Back to Zero Acre Farms and the mission “to completely remove industrial vegetable oils from our food system”? Completely remove. Really? 

Let’s consider some hard data. There are, I read, 199 million tons of vegetable oil demand. Zero Acre Farms does not propose that people should remove oils from their diet, just use healthier ones. So, let’s go to the Digest Calculator and add up the externalities.

The capex for advanced synbio industrial facilities runs at least $1300 per ton of annual capacity, more or less, so think about raising $259 billion to build out the production. OK, not all of usage is food. But think of the cost to put in the infrastructure. Figure out how to obtain millions of tons of sugar to make oils from, it’s not lying around by the side of the road.  And figure out how to keep the rural banking system from collapsing when a lot of oilseed collateral becomes worthless, and farm prices go through a convulsion. And, the costs could be much higher. A guru of advanced fermentartion, Jeff Lievense, writes:

“I’ve been involved in a few that are commercial (1,3-propanediol, farnesene, 1,4-butanediol) with more in the works and have good colleagues who have been involved in others (e.g. Solazyme’s Moema plant). I would have put the capex at 2-3x your [$1300/ton] figure or even more, depending on the almighty details such as capacity, process complexities, location, site infrastructure, integration synergies, etc.”

In that scenario, the capex rises for this “rid the world of veggie oils” scenario to as much as $777 billion. That’s Billion with a B.

So, let’s be frank. Here is a group of very smart people, the founders and early investors at Zero Acre Farms, who have what is in all probability a fine beginning to a technology. They probably don’t have a finished industrial process, detailed engineering, the techno-economics of their ambition, or any idea of how to accomplish the industrial transformation they are messaging about. So, shut up, show some humility, deliver something, think good thoughts, practice yoga if necessary.
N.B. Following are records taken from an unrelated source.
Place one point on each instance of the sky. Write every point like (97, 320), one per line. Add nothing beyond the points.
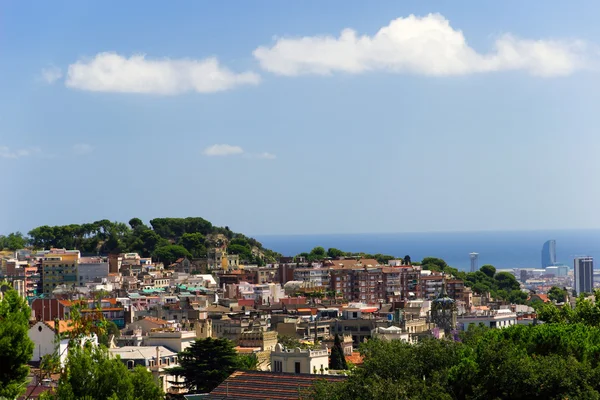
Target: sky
(303, 117)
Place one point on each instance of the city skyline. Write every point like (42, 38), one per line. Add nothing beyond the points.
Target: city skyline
(269, 126)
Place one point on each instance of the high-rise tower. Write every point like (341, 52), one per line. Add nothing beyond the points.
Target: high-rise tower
(584, 274)
(474, 261)
(549, 253)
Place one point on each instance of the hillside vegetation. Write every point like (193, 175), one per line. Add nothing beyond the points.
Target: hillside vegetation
(166, 239)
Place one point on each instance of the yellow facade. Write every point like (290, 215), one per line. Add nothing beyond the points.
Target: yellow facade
(59, 268)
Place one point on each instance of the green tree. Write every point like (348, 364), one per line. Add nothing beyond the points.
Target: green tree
(16, 349)
(557, 294)
(206, 363)
(91, 373)
(170, 253)
(14, 241)
(337, 361)
(194, 243)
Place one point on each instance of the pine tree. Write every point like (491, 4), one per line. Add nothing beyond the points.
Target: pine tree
(337, 361)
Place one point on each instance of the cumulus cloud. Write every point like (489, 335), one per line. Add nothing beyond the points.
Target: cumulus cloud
(51, 74)
(7, 152)
(426, 45)
(222, 150)
(111, 72)
(264, 156)
(81, 149)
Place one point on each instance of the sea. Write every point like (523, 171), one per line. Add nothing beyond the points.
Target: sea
(502, 249)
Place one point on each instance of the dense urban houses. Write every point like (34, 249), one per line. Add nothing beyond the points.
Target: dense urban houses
(287, 314)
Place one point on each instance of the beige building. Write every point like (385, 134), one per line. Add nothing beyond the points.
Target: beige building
(299, 361)
(258, 338)
(59, 267)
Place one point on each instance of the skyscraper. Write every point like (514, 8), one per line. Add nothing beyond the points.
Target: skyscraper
(474, 261)
(549, 253)
(584, 274)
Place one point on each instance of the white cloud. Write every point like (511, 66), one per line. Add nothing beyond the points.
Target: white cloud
(111, 72)
(265, 156)
(420, 45)
(6, 152)
(51, 74)
(81, 149)
(222, 150)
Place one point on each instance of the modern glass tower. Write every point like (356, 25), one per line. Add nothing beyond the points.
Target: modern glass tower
(584, 274)
(474, 261)
(549, 253)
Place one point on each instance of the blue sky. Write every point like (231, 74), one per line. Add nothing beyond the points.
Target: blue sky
(265, 117)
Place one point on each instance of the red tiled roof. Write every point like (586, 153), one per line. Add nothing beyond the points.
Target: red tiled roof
(355, 358)
(249, 385)
(63, 326)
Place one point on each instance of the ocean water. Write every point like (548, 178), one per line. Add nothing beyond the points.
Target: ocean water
(521, 249)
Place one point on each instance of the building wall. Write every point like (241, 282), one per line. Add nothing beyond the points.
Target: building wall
(58, 270)
(91, 272)
(44, 340)
(308, 360)
(174, 341)
(47, 309)
(584, 274)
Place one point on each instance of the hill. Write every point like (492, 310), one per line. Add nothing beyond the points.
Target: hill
(164, 239)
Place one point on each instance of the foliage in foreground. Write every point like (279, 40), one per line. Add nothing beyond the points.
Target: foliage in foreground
(16, 348)
(549, 361)
(91, 373)
(207, 363)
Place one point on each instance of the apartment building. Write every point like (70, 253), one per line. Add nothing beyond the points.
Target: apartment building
(59, 267)
(92, 269)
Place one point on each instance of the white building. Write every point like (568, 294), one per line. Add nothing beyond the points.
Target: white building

Let’s be positive about the arrival of a new technology. I’ll raise a cheer for Zero Acre Farms, and I’ll be happy for their success. I think the company can do better on messaging, humility, and humanity.

We need to work on carbon reduction, yes. Healthier diets, yes. This technology is worth following, these founders are serious people. As Peter Paul & Mary once sang, “They Got A Good Thing Goin’ When The Words Don’t Get In The Way.”